Dr Gupta: I think if for those patients. Yeah, that's a good point, you know. But nowadays, I think we are getting more and more bold with patients with autoimmune diseases like our rheumatologist really says, just go ahead and treat and then.

 

Dr Ghali: We'll deal With it.

 

Dr Gupta: We'll deal with it, you know. So I think we are treating patients with those classic contraindications we would be very scared to 10 years ago.

 

Dr Grivas: And it depends to your point. It depends on what autoimmune condition you talk about. You know, it's in - you know, rheumatoid arthritis, well controlled or, you know, eczema well controlled or psoriasis well controlled vs, you know, myasthenia gravis or multiple sclerosis are different - different spectrums.
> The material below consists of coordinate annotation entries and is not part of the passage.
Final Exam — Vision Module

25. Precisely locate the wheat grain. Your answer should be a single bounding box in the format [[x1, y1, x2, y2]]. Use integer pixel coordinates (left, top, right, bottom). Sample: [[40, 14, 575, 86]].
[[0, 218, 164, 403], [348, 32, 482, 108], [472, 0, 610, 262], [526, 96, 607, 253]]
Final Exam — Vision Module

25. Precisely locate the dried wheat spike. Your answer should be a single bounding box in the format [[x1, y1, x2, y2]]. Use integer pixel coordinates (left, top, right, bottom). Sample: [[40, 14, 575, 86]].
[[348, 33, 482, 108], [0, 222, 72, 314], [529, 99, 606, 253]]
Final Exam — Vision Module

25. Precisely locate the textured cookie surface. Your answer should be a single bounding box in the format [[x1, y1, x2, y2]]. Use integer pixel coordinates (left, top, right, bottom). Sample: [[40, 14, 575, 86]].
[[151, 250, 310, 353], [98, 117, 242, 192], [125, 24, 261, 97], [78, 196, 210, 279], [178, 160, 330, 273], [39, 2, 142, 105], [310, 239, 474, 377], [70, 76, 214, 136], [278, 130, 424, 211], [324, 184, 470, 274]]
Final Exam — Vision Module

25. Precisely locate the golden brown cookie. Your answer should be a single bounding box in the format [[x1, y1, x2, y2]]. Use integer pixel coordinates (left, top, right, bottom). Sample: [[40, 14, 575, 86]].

So it depends on what is the autoimmune condition, the severity, etc., management, etc..

 

Dr Gupta: And for multiple sclerosis, actually, you know, I had a couple of patients were already on treatment and we wanted to offer immunotherapy, and the neurologist was completely okay with it because the drugs they are using are targeting B cells, so they don't see any issues with immunotherapy. So that was interesting to learn for me.

 

Dr Grivas: Oh, interesting. Wow. We need definitely more data in this population of patients. And I think it was a trial - I tried to remember it was with Dr Cora Sternberg, the SAUL trial that looks atezolizumab in special populations. We need more of those trials in specific populations to answer those questions.